Şu Âyet-i kerîmenin zâhir ma’nası çok tefsirlerin beyânına göre yüksek i’caz-ı Kur’ânîyi göstermediğinden, çok zaman zihnime ilişiyordu. Kur’ân’ın feyzinden gelen gâyet güzel ve yüksek ma’nalarından üç veçhini icmalen beyân edeceğiz.
Birincisi: Cenâb-ı Hak, Resûlüne âid olabilecek ba’zı halleri, Resûlünü tekrim ve teşrif noktasında ba’zan kendine isnad eder.

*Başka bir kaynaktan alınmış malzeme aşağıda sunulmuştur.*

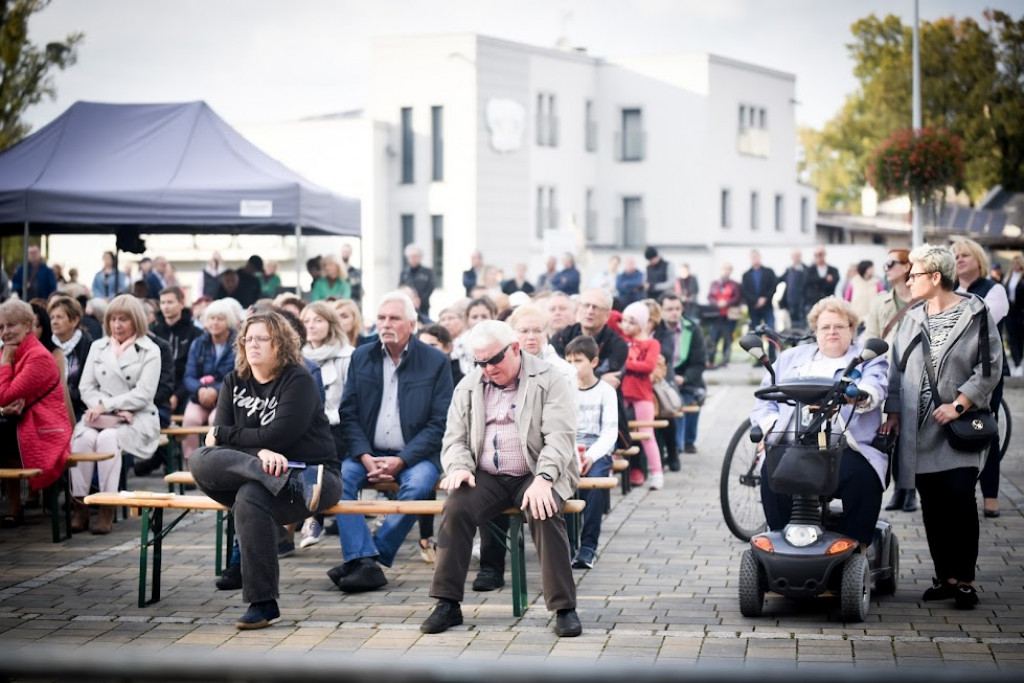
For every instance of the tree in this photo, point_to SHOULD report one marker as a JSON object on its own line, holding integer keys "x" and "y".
{"x": 972, "y": 83}
{"x": 26, "y": 70}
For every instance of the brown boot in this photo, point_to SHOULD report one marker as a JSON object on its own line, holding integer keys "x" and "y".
{"x": 80, "y": 516}
{"x": 104, "y": 519}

İşte burada da: “Resûlüm size vazife-i Risâlet ve tebliğ-i ubûdiyet hizmetine mukabil sizden bir ecir ve ücret ve mükâfat, bir it’am istemez.” ma’nasında, “Ben sizi ibâdet için halketmişim; bana rızk vermek ve it’am etmek için değil.” meâlindeki Âyet, Resûl-i Ekrem Aleyhissalâtü Vesselâm’a âid it’am ve irzakı murad etmek gerektir. Yoksa gâyet bedîhi bir ma’lûmu i’lam kabilinden olur; i’caz-ı Kur’ân’ın belâğatına uygun gelmez.